Die Anfänge der Stadtverwaltung Karlsruhe im 18. Jahrhundert waren durchaus bescheiden. Der bereits im März des Jahres 1718 von 55 Bürgern gewählte und von Markgraf Karl Wilhelm bestätigte Bürgermeister Johannes Sembach sowie sechs im September gewählte Stadträte tagten erstmals am 24. November des Jahres 1718 und übernahmen Verwaltungsaufgaben wie die Führung der Stadtrechnung und die Ausübung der niederen Gerichtsbarkeit bis zu einer Strafe von zehn Gulden. Damit verbunden war die Besetzung verschiedener Ämter, zu denen auch die Feuerbeschauer gehörten. 1727 erhielt die Stadt eine „Feuer-Ordnung der Residenz-Stadt Carols-Ruh“, über deren Einhaltung der Feuerbeschauer zu wachen hatte. Diese sah unter anderem vor, dass jeder aufgenommene Bürger zwei Feuereimer anschaffen musste, einen für das eigene Haus, einen für das Bürgermeisteramt.
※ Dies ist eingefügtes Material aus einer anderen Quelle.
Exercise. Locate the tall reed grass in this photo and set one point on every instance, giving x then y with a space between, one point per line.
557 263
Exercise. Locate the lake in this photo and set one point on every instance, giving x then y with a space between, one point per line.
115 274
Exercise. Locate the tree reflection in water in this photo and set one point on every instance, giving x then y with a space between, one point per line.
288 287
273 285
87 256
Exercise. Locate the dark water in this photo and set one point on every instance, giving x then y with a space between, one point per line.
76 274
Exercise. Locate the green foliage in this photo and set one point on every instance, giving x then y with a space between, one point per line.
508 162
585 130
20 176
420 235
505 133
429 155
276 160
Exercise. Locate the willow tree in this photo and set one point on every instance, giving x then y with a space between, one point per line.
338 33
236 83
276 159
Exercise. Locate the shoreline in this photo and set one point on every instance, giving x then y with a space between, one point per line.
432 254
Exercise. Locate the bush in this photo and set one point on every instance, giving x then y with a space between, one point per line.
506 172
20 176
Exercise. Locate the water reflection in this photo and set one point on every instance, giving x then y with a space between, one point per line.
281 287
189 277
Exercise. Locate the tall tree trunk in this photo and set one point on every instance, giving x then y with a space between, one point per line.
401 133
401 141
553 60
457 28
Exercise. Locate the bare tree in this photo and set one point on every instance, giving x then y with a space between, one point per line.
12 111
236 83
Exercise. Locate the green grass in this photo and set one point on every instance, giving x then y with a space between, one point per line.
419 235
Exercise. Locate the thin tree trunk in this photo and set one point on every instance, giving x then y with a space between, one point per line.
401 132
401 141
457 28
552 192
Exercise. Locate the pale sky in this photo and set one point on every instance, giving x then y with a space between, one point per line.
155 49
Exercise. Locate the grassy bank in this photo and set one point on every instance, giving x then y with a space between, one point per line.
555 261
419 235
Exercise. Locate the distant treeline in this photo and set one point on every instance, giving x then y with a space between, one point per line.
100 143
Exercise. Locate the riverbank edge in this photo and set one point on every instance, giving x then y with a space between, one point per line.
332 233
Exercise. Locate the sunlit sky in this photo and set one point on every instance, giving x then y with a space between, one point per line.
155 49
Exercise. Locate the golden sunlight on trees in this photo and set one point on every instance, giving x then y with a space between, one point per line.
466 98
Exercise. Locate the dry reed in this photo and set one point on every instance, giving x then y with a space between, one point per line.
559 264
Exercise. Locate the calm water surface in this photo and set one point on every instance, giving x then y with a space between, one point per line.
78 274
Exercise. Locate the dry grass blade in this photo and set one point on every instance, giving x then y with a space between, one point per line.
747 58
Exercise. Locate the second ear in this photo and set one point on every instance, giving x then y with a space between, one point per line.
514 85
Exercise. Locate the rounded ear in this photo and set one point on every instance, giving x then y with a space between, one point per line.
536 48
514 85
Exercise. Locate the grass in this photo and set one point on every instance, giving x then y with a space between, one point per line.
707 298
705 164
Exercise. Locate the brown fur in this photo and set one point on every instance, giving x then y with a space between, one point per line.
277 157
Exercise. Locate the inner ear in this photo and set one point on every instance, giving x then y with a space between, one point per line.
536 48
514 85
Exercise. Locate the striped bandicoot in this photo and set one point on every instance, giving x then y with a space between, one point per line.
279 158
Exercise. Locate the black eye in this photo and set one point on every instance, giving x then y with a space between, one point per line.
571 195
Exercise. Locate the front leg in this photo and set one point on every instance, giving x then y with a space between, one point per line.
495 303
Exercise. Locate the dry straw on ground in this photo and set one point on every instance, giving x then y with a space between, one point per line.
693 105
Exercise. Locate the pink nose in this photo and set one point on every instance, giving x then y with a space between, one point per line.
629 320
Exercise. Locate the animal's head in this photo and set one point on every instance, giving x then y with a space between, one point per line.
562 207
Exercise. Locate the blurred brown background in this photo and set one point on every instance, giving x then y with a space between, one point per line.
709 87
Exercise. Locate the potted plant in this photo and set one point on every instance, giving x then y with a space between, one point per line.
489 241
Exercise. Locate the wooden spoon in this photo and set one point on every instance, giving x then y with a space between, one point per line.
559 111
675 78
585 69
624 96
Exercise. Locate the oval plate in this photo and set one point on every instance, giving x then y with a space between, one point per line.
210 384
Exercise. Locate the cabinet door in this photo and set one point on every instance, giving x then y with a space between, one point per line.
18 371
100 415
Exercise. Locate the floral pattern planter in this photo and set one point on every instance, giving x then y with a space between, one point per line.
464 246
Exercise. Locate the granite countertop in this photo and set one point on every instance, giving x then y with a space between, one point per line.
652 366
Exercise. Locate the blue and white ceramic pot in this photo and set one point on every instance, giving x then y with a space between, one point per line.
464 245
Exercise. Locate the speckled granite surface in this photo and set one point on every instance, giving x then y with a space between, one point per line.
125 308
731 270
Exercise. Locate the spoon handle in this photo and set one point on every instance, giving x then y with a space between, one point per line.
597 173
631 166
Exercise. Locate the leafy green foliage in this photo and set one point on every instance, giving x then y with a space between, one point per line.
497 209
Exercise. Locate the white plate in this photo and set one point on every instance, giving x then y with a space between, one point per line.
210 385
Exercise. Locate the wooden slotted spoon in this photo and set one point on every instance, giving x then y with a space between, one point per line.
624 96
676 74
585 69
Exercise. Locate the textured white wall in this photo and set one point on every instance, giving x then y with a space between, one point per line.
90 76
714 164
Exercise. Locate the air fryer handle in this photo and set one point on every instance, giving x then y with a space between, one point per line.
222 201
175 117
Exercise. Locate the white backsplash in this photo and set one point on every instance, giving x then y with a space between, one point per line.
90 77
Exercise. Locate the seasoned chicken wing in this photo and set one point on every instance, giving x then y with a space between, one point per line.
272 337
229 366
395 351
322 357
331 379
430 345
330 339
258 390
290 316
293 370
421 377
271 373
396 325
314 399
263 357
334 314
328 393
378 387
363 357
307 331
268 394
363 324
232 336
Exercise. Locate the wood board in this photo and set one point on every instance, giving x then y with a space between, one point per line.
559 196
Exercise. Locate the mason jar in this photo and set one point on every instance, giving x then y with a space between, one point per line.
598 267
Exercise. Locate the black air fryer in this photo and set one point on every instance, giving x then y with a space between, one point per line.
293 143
Verstöße wurden mit Geldstrafen geahndet.

Ernst Otto Bräunche 2018

Quellen

StadtAK 3/B 1-11 (Stadtratsprotokolle).

Literatur

Ernst Otto Bräunche: Die Karlsruher Ratsprotokolle des 18. Jahrhunderts, Karlsruhe 1995, S. 1-22 (= Forschungen und Quellen zur Stadtgeschichte. Schriftenreihe des Stadtarchivs Karlsruhe Bd. 2); Ute Grau/Barbara Guttmann: Gegen Feuer und Flamme. Das Löschwesen in Karlsruhe und die Berufsfeuerwehr, Karlsruhe 2001, S. 21-25 (= Veröffentlichungen des Karlsruher Stadtarchivs Bd. 23); Christina Müller: Karlsruhe im 18. Jahrhundert. Zur Genese und sozialen Schichtung einer residenzstädtischen Bevölkerung, Karlsruhe 2018, 2. Aufl., S. 330-332 und S. 364-433 (= Forschungen und Quellen zur Stadtgeschichte. Schriftenreihe des Stadtarchivs Karlsruhe Bd. 1).